Maya masih terbayang wajah Mommy nya dan Erga tadi lewat layar ponselnya. Mereka terlihat begitu bahagia sekali karena sebentar lagi mereka akan menikah.
^^^
Setelah Maya wisuda, Maya menepati janjinya pada Mommy nya kalau dirinya akan merestui hubungan Mommy nya dengan Erga. Dengan segera, setelah dua hari Maya wisuda, Erga melamar Nadine, dan malam ini di rumah Maya, sedang ada pesta sederhana. Pesta pernikahan Mommy Nadine dan Erga. Benar-benar bahagia sekali wajah Mommy Nadine, karena putrinya mau menerima Erga menjadi ayah sambungnya. Pernikahan Nadine dan Erga digelar dengan sederhana. Tamu yang diundang hanya keluarga, kerabat dekat, dan orang-orang kantor saja.

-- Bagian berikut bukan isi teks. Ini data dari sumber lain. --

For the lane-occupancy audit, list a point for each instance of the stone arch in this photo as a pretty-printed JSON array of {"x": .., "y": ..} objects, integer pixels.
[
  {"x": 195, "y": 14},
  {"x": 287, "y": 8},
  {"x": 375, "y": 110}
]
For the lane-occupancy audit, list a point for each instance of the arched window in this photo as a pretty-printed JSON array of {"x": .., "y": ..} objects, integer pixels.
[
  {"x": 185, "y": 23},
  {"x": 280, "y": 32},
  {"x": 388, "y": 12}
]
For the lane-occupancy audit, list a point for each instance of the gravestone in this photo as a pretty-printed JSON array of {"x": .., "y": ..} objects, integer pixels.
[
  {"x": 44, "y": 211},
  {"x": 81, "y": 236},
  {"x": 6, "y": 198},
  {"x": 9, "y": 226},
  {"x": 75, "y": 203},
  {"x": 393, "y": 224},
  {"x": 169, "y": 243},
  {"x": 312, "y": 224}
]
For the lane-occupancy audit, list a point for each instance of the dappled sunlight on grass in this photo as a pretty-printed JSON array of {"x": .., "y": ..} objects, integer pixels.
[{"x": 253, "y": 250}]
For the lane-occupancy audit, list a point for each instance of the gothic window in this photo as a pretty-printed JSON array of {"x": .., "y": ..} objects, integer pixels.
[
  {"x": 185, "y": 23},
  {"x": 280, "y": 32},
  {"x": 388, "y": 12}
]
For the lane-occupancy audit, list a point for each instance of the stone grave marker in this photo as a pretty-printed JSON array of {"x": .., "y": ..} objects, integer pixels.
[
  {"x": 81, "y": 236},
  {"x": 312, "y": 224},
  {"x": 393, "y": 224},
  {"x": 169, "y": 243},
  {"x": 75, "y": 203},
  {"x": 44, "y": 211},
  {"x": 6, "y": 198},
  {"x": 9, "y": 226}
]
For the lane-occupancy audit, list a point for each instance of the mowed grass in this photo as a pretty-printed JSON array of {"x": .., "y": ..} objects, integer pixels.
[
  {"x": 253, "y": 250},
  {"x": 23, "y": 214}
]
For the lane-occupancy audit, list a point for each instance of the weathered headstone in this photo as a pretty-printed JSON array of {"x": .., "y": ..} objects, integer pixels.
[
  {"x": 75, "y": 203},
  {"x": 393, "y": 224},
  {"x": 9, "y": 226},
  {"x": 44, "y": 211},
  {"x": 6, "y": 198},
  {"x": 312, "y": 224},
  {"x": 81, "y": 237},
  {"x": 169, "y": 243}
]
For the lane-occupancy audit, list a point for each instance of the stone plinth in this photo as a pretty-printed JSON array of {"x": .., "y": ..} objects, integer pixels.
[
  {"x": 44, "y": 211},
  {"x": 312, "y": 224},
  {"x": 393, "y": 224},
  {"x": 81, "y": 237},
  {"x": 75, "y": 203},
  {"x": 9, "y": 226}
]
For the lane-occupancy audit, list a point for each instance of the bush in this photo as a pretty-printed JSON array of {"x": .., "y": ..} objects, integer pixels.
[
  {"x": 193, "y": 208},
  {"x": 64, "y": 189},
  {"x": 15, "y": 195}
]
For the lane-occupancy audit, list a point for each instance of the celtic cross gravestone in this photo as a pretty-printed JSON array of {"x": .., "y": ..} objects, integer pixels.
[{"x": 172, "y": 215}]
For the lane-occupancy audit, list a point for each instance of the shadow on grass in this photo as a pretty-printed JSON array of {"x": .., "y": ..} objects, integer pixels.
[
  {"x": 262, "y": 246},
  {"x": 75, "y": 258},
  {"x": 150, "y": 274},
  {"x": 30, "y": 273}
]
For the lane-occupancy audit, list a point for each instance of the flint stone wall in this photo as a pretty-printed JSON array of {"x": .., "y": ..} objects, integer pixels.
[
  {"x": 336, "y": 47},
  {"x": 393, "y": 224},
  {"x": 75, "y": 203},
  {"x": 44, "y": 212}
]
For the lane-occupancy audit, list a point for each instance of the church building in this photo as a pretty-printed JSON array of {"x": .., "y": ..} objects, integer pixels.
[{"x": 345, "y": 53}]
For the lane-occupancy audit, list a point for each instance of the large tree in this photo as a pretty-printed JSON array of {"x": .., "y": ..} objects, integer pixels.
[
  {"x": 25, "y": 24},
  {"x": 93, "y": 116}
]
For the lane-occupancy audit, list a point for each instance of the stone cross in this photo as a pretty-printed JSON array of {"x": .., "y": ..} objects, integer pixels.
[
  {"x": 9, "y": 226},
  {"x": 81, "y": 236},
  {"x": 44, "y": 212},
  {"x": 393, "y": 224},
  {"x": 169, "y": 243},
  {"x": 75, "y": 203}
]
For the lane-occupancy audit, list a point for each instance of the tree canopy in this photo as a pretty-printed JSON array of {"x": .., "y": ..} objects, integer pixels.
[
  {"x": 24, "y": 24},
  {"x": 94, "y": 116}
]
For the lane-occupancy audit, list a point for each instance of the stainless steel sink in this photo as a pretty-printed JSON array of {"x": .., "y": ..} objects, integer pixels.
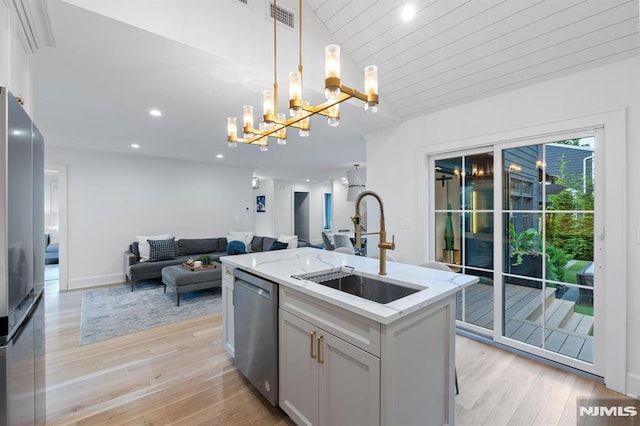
[{"x": 348, "y": 280}]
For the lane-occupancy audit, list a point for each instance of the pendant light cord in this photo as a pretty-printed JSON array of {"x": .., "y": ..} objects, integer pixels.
[{"x": 275, "y": 60}]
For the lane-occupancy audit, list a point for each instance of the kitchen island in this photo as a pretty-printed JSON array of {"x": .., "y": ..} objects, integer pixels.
[{"x": 347, "y": 360}]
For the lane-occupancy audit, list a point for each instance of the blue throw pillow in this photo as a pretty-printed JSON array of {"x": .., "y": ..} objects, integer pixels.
[
  {"x": 236, "y": 247},
  {"x": 161, "y": 250},
  {"x": 278, "y": 245}
]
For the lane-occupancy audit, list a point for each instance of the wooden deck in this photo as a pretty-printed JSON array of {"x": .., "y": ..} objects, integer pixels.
[{"x": 565, "y": 331}]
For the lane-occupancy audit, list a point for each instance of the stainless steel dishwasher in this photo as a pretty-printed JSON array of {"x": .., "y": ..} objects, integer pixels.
[{"x": 255, "y": 318}]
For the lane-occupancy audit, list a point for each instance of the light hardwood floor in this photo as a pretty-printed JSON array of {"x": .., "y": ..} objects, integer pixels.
[{"x": 180, "y": 374}]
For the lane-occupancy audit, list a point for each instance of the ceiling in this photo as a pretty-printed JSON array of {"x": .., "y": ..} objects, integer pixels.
[{"x": 94, "y": 89}]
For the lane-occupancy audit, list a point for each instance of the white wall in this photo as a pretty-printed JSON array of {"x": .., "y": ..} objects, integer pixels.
[
  {"x": 283, "y": 207},
  {"x": 588, "y": 92},
  {"x": 113, "y": 198},
  {"x": 343, "y": 210}
]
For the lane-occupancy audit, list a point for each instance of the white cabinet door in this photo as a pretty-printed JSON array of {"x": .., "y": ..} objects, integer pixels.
[
  {"x": 349, "y": 384},
  {"x": 298, "y": 369},
  {"x": 325, "y": 380}
]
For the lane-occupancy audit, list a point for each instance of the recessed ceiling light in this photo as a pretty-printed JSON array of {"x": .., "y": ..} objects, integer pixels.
[{"x": 408, "y": 12}]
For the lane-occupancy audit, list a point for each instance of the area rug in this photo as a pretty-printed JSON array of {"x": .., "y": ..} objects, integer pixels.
[{"x": 117, "y": 311}]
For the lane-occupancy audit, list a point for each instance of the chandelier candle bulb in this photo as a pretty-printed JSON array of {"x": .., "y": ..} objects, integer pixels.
[
  {"x": 232, "y": 129},
  {"x": 332, "y": 71},
  {"x": 305, "y": 123},
  {"x": 281, "y": 134},
  {"x": 264, "y": 144},
  {"x": 295, "y": 93},
  {"x": 268, "y": 106},
  {"x": 247, "y": 120},
  {"x": 371, "y": 88}
]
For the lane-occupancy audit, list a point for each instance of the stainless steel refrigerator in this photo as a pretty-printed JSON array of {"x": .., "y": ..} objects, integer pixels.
[{"x": 22, "y": 384}]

“Mommy, selamat ya? Mommy harus bahagia, ya?” ucap Maya.
“Mommy sangat bahagia sayang, kamu juga harus bahagia,” ucap Mommy Nadine.
“Om, titip Mommy, ya? Jangan sakiti Mommy,” ucap Maya.

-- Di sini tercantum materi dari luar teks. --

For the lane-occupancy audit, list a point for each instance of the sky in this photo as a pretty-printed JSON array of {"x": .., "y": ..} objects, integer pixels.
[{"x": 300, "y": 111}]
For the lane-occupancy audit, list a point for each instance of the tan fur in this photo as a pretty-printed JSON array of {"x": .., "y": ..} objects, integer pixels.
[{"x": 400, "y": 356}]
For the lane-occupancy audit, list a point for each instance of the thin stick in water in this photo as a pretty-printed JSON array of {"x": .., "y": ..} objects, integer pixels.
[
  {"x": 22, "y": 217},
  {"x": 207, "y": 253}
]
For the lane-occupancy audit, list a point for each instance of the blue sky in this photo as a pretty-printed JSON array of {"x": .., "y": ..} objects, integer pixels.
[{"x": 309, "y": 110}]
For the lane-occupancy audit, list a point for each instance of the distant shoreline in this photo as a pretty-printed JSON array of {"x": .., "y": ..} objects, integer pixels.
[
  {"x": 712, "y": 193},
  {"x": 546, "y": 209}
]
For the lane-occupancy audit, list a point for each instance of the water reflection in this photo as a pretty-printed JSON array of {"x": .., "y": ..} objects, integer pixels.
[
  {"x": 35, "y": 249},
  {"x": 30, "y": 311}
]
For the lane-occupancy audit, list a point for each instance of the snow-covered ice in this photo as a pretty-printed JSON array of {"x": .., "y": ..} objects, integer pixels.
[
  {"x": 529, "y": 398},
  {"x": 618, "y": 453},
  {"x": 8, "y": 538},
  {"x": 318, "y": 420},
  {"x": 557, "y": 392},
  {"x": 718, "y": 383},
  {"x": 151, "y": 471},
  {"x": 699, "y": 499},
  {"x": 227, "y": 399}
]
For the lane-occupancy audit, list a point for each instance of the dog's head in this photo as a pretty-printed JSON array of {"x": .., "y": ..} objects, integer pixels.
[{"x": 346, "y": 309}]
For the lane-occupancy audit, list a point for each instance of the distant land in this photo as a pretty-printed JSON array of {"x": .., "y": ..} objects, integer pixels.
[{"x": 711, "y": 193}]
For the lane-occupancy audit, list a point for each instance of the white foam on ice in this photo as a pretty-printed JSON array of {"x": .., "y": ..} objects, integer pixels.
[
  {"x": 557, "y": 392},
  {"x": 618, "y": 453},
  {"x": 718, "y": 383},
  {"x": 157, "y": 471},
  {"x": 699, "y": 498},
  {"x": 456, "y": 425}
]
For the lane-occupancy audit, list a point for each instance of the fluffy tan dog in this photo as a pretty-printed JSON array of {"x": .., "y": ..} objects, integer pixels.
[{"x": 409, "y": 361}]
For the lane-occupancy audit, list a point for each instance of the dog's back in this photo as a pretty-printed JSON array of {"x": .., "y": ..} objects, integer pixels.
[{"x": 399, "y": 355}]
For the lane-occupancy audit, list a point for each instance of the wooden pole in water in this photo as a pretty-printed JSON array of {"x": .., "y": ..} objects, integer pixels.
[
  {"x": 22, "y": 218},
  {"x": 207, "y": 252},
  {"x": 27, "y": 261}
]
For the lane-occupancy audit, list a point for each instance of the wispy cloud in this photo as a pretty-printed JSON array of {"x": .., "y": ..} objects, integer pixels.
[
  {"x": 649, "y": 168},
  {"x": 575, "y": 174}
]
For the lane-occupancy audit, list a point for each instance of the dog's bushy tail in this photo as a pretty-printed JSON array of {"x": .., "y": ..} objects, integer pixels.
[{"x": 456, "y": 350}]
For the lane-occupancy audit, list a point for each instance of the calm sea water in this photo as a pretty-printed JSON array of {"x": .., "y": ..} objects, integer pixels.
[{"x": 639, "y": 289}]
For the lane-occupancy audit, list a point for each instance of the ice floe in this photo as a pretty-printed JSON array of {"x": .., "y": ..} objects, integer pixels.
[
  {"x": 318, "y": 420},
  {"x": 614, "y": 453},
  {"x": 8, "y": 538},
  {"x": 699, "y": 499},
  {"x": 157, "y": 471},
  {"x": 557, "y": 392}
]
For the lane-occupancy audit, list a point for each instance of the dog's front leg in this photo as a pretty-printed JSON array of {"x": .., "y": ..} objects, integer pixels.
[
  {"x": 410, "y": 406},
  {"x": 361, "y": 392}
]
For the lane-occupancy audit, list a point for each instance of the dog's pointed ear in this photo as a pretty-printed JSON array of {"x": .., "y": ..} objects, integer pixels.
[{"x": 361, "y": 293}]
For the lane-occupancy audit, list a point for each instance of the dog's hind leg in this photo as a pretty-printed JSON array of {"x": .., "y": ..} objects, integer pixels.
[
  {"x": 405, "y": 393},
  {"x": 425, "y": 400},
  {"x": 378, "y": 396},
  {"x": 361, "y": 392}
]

“May ... kok manggil Om terus?” protes Mommy Nadine.
“Maaf, Daddy. Titip Mommy, Dad. Jangan sakiti Mommy, ya?” ucap Maya.
“Itu pasti, May. Daddy sangat mencintai Mommy, tidak akan pernah Daddy menyakiti Mommy. Pegang ucapan Daddy,” ucap Erga.

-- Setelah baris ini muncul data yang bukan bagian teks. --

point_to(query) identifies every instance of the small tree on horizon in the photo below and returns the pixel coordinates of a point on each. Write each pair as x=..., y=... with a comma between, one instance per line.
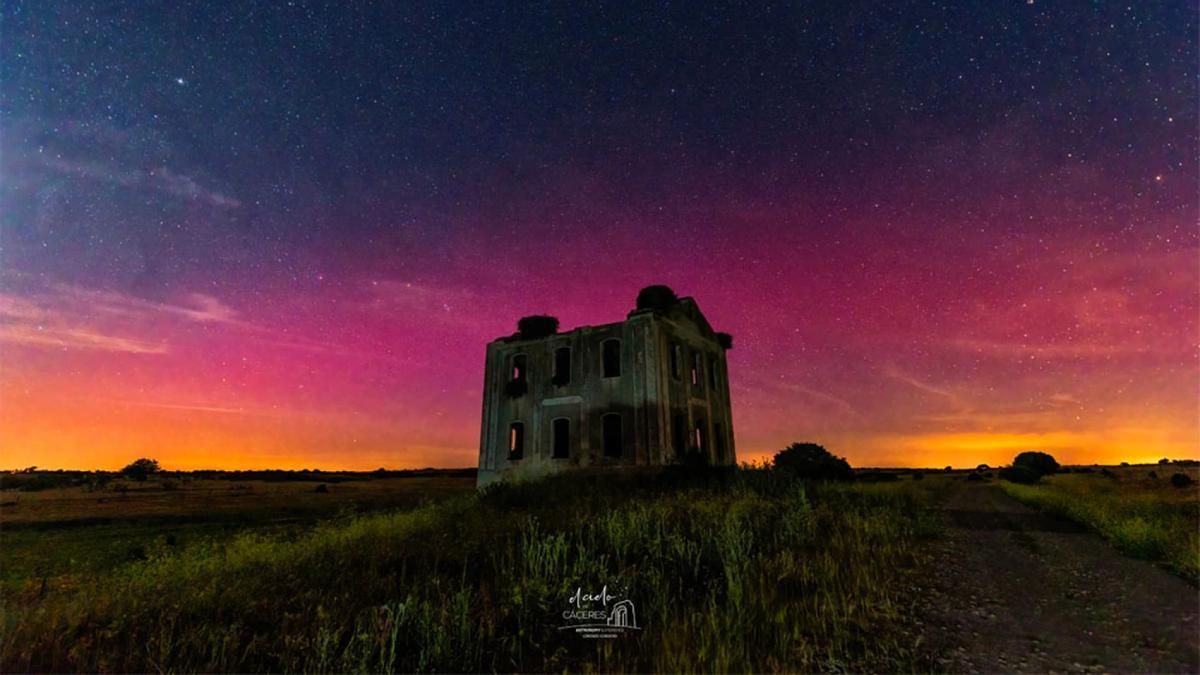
x=811, y=460
x=1042, y=463
x=141, y=469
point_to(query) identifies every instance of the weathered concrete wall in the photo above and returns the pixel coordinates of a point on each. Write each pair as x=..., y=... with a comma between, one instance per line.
x=647, y=395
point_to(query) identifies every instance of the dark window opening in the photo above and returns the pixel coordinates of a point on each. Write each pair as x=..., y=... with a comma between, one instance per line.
x=516, y=384
x=562, y=366
x=562, y=437
x=516, y=440
x=679, y=434
x=611, y=357
x=612, y=441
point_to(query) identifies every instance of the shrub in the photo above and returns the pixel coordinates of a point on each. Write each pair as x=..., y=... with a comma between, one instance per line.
x=537, y=326
x=1017, y=473
x=657, y=298
x=1041, y=463
x=811, y=460
x=142, y=469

“Aku pegang, Dad,” ucap Maya.
“Kamu sudah menjadi bagian dari keluarga kami, May. Dan, mulai sekarang kamu bisa bekerja di Perusahaan Daddy,” ucap Laras, Mama dari Erga.
“Terima kasih, Oma. Terima kasih juga sudah mau menerima Maya untuk bekerja di Perusahaan Daddy. Maya merasa punya keluarga yang lengkap dan sayang dengan Maya,” ucap Maya.
“Kamu ini cucu Oma, May. Sudah sekarang biarkan Mommy dan Daddy mu ini berbulan madu, kamu tidak masalah, kan?” ucap Oma Laras.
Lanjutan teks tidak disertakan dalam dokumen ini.